Hungarian Curry Recipe

Recipe

Hungarian Curry Recipe

Paprika-Spiced Curry with Hungarian Twist

Hungarian cuisine is known for its rich and flavorful dishes, and this curry recipe is no exception. The dish is adapted to the Hungarian cuisine by incorporating traditional Hungarian spices, such as paprika, and using local ingredients. The result is a hearty and satisfying curry that will warm you up on a cold day.

Jan Dec

20 minutes

35 minutes

55 minutes

4 servings

Easy

High-protein, Low-carb, Gluten-free, Dairy-free, Paleo

N/A

Vegan, Vegetarian, Kosher, Halal, Nut-free

Ingredients

This curry recipe is adapted to the Hungarian cuisine by using traditional Hungarian spices, such as paprika, and local ingredients, such as potatoes and carrots. The dish also incorporates sour cream, which is a common ingredient in Hungarian cuisine.

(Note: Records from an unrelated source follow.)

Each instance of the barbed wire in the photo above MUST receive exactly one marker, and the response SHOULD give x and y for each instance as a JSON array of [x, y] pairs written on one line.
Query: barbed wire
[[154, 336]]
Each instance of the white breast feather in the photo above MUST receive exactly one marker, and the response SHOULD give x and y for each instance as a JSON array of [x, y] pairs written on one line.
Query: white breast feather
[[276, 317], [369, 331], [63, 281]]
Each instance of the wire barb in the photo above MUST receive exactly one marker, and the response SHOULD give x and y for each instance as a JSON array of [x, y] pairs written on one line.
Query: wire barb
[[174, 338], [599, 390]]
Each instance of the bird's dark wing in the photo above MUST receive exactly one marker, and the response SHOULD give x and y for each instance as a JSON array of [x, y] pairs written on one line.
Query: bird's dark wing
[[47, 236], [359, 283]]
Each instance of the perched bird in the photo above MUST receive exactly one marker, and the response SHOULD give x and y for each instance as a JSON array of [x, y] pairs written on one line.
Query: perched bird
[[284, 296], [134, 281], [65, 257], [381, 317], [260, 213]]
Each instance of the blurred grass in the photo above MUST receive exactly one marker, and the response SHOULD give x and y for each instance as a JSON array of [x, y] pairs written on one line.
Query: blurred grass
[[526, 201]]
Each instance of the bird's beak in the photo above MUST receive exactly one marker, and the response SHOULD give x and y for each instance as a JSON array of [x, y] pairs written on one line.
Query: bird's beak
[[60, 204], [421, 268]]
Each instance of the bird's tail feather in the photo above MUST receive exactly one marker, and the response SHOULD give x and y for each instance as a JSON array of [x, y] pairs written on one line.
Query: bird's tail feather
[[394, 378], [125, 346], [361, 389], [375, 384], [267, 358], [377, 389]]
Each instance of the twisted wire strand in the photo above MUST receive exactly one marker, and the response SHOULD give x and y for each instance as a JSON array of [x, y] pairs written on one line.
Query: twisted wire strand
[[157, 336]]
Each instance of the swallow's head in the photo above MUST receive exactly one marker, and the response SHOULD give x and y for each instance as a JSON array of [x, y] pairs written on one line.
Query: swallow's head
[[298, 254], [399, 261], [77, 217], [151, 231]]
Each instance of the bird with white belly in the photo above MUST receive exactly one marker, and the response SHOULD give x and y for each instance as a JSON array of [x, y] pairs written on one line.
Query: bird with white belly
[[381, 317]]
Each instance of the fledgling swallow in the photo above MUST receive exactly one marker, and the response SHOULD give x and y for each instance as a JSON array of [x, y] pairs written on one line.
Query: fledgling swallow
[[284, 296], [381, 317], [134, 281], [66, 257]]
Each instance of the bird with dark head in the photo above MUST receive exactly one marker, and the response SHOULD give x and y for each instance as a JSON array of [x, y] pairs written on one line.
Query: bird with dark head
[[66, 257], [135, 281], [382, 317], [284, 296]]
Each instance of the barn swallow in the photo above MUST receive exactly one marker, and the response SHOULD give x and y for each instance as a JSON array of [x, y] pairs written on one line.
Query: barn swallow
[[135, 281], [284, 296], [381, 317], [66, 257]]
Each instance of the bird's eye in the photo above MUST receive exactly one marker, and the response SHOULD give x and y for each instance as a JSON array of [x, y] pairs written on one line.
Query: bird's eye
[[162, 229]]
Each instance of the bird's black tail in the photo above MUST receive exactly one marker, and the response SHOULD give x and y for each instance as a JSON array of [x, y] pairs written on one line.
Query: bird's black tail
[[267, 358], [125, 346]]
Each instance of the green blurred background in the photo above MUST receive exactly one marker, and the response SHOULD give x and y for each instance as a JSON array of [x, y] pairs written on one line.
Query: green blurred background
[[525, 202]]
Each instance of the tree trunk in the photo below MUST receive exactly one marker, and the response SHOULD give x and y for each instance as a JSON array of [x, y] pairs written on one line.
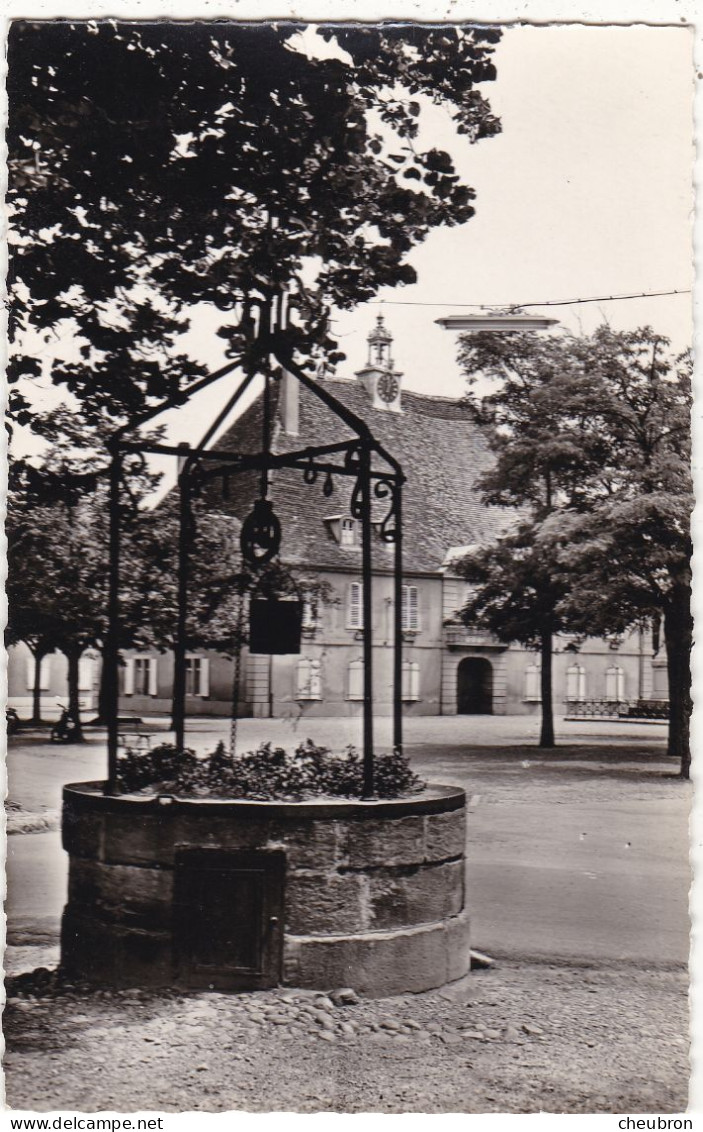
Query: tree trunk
[[678, 637], [547, 730], [102, 693], [36, 687], [74, 709]]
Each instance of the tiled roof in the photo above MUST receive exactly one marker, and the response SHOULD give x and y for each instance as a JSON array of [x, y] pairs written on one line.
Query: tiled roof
[[442, 452]]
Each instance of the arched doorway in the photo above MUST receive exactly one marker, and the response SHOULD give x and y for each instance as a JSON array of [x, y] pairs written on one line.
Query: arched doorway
[[474, 687]]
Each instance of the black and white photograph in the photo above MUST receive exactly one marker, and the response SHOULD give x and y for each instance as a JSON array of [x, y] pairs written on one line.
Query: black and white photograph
[[349, 549]]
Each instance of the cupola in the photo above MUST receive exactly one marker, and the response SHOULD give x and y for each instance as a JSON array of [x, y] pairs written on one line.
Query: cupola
[[379, 377]]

We alse have the original recipe for Curry, so you can check it out.

Nutrition

  • Calories: 350 kcal / 1460 KJ
  • Fat: 15g (5g saturated)
  • Carbohydrates: 20g (5g sugars)
  • Protein: 35g
  • Fiber: 4g
  • Salt: 1.5g

Preparation

  1. 1.
    Heat the vegetable oil in a large pot over medium heat.
  2. 2.
    Add the onion and garlic and sauté for 2-3 minutes, until softened.
  3. 3.
    Add the paprika, cumin, coriander, turmeric, ginger, salt, and black pepper and stir to combine.
  4. 4.
    Add the chicken and cook for 5-7 minutes, until browned on all sides.
  5. 5.
    Add the potatoes, carrots, and red bell pepper and stir to combine.
  6. 6.
    Pour in the chicken broth and bring to a boil.
  7. 7.
    Reduce the heat to low, cover the pot, and simmer for 20-25 minutes, until the vegetables are tender.
  8. 8.
    Stir in the sour cream and parsley and cook for an additional 5 minutes, until heated through.

Treat your ingredients with care...

  • Paprika — Use high-quality Hungarian paprika for the best flavor.
  • Sour cream — Use full-fat sour cream for a richer and creamier sauce.

Tips & Tricks

  • For a spicier curry, add more paprika or a pinch of cayenne pepper.
  • Serve the curry with crusty bread or over rice or noodles.
  • Leftovers can be stored in the fridge for up to 3 days or frozen for up to 3 months.

Serving advice

Serve the curry hot, garnished with fresh parsley.

Presentation advice

Serve the curry in a deep bowl or on a plate, with the sauce spooned over the chicken and vegetables.